Незнакомая мне бабушка прошла к колодцу за водой. Раздался тяжкий всплеск, потом – надсадный скрип ворота, а я всё стоял напротив дома и смотрел, как он будто улыбается, узнав во мне старого знакомого. По дороге назад бабушка что-то пробурчала себе под нос, видимо, заподозрила меня в чём-то. Старушки, они вообще постоянно меня в чём-то подозревают. Я ещё раз нажал на кнопочку сигнализации, открыл багажник и достал оттуда банку отечественного пива. Специально взял именно его, так как когда-то, много лет назад, откупорил здесь бутылку своего первого, дешёвого. Это определение вполне заменяло название. Правда, я тогда её уронил, и она вертелась китайской петардой, разбрызгивая во все стороны пену.

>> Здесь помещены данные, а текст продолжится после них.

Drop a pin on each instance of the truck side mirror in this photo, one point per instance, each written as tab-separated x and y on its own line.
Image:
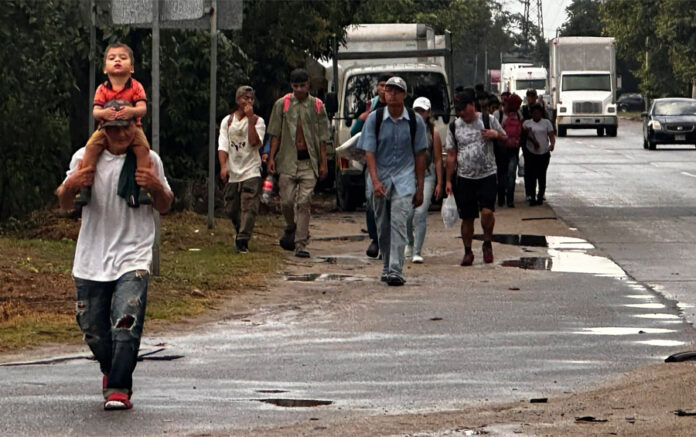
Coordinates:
331	103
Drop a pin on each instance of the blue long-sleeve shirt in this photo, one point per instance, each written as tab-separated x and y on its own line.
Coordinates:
394	154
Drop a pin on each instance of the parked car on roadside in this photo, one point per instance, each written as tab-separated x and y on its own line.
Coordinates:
630	103
669	121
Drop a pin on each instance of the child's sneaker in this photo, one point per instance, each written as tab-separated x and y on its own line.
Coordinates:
145	197
83	196
118	401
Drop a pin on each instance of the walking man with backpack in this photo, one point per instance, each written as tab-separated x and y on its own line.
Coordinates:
507	153
470	150
299	130
394	141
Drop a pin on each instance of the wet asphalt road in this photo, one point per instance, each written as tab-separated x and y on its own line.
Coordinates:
440	342
638	205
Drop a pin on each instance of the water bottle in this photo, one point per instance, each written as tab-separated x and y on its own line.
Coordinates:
267	191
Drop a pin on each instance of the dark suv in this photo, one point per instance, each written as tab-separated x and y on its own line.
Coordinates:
630	103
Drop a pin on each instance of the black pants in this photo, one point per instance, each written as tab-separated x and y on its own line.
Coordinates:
535	167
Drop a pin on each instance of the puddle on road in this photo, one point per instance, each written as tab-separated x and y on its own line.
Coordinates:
565	254
666	343
658	316
529	240
618	330
321	277
296	403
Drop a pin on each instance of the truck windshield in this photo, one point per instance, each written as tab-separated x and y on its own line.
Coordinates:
675	108
360	88
586	82
525	84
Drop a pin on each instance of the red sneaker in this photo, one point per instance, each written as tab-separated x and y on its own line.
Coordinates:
487	252
468	259
118	401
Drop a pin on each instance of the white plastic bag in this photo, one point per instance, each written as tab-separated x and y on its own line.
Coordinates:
449	211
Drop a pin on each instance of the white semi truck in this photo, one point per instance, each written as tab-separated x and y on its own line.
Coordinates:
411	51
583	83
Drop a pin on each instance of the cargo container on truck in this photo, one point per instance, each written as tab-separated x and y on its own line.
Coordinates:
583	83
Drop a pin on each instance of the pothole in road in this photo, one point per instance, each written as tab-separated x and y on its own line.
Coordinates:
569	261
296	403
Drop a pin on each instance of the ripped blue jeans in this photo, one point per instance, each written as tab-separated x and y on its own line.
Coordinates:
111	317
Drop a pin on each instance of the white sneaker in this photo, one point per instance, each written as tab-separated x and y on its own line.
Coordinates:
408	251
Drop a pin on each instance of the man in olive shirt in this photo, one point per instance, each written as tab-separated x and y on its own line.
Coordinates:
299	129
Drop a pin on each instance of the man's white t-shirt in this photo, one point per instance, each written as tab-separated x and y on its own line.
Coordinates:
540	129
114	238
243	161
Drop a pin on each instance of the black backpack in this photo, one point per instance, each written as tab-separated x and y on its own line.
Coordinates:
486	118
412	123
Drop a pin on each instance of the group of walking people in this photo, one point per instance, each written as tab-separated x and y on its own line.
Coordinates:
120	185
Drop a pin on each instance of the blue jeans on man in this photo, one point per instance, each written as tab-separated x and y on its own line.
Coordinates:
391	213
111	317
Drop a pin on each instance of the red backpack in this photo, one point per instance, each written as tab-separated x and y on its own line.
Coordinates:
286	103
513	129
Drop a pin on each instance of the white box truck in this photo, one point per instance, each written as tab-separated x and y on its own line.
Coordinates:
411	51
582	82
527	77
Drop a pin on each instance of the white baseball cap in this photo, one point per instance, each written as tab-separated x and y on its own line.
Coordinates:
397	82
423	103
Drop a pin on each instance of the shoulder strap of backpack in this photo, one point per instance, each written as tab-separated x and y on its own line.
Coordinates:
286	102
379	115
453	130
412	124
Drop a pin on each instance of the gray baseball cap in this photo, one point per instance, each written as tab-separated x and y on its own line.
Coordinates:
397	82
119	122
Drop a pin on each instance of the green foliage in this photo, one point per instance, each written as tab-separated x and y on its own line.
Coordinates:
583	19
279	35
657	36
36	86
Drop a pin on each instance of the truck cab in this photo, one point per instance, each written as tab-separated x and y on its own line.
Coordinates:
583	84
410	51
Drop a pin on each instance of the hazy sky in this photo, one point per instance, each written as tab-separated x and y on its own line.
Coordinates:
554	13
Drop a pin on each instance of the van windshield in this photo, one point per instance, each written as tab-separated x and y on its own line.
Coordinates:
525	84
361	88
587	82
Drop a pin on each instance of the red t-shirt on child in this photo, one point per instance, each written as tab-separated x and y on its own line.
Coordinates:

Я развернулся и спустился к реке. Она нисколько не изменилась. До сих пор не понимаю, почему она вечно течёт и никогда никуда не утекает. У берега поставили стол и скамейку, а потому я со всеми удобствами разместился и стал наблюдать за течением. Оно не постарело, всё такое же мощное, суровое, титаническое. И никакие водоросли, растущие в изобилии по всей реке, не могут замедлить его неуклонное движение. Неспроста время часто сравнивают с текущей куда-то водой. Вот только все реки рано или поздно пересохнут. Значит ли это, что времени тоже когда-нибудь не станет?
С Леной мы часто говорили о времени. Она его не признавала, не обращала внимания на возраст, на то, что закончилось детство, жила всегда даже не завтрашним днём, а сегодняшним вечером, потому что загадывать тоже не умела. Применительно к будущему она использовала слово «наверное». Наверное, схожу завтра к зубному, наверное, попрошу на следующей неделе отпуск, наверное, скоро выйду замуж. Не вышла. Точнее, не вышло. Время утекло, её река пересохла. И даже русло засыпали землёй, чтобы никто не испытывал долго мук памяти.
– Ты слишком много внимания уделяешь памяти. Это загонит тебя в клетку, – любила говорить она. Клетка, так клетка, канарейки поют в них такие оперы, что никаким золотым голосам планеты не снилось.
Я, в отличие от Лены, времени боюсь панически. Когда я начинаю что-то делать, когда у меня появляются планы, я сразу получаю в нагрузку страх не успеть осуществить задуманное. Возможно, поэтому я однажды отказался от любых мечтаний. Представьте себе, завтра вам сообщают, что осталось совсем немного. И что? Вместо того чтобы пожить для себя в счастливом животном состоянии, вы вдруг начнёте быстро пытаться доделать всё, что не успели. Получится, конечно, из рук вон плохо. В результате, у вас сдадут нервы, вы потратите последние деньки на то, что издёргаетесь, впадёте в депрессию, и уйдёте мрачным сычом, без друзей и достижений. Ну уж нет, решил я однажды. И перестал мечтать. Друзей, правда, от этого как-то не прибавилось.